Jakarta, Gatra.com – Guru Besar Hukum Pidana Universitas Gadjah Mada (UGM), Prof. Marcus Priyo Gunarto, memandang bahwa pasal penyerangan harkat dan martabat presiden dan wakil presiden harus menjadi konstitusional dengan bercermin pada perlakuan yang sama terhadap kepala negara sahabat.
“Lho, itu kepala negara sahabat yang sedang berkunjung di Indonesia diancam dengan pidana kalau kita menyerang harkat dan martabatnya, tetapi terhadap presiden kita sendiri kok malah inkonstitusional,” ujar Marcus dalam diskusi publik RUU KUHP yang digelar secara virtual pada Senin (14/6).

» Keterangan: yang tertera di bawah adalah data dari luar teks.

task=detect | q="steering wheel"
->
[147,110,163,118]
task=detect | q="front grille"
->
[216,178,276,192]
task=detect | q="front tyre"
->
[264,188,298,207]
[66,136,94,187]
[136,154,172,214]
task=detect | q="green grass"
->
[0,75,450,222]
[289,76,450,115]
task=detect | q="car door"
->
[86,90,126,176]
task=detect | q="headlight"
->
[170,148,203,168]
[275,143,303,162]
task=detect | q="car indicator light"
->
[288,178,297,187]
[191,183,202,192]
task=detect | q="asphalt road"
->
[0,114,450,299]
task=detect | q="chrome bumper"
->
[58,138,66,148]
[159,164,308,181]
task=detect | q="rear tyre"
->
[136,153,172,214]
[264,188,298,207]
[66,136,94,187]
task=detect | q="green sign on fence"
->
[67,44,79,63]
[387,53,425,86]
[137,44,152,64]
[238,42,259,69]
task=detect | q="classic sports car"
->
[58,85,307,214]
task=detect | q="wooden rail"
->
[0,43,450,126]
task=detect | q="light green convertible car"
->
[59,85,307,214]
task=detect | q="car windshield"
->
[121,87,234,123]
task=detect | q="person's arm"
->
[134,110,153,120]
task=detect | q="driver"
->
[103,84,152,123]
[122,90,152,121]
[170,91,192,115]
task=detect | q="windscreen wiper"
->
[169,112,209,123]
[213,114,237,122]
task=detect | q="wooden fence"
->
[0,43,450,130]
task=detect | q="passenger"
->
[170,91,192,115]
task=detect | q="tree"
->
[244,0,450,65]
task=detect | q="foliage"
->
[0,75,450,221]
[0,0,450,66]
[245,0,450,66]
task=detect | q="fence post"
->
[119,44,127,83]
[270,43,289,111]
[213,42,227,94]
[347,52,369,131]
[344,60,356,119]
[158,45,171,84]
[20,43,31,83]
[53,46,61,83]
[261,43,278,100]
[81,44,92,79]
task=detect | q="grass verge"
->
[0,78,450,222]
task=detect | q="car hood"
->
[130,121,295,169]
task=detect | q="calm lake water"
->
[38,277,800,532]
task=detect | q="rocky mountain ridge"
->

Padahal, Marcus memandang bahwa perancang pasal itu telah memikirkan bahwa pasal tersebut diusulkan dengan tujuan untuk menjaga presiden dan wapres sebagai simbol negara.
Pasal ini menjadi perhatian masyarakat dan perbincangan hangat belakangan ini. Marcus menduga ada pihak yang menilai bahwa pasal penghinaan terhadap presiden dan wakil presiden ini inkonstitusional.
“Tetapi pada sisi yang lain, ternyata kita juga menemukan bahwa menyerang harkat dan martabat kepala negara sahabat dan wakil negara sahabat yang sedang bertugas di Indonesia itu, itu juga ada ancaman pidananya,” sambung dia.
Selain pasal penghinaan presiden dan wakil presiden, isu-isu krusial lainnya meliputi pasal-pasal yang berkaitan dengan santet, masalah praktik dokter gigi, persoalan advokat curang, persoalan penodan agama, persoalan penganiayaan hewan, dan beberapa persoalan lainnya.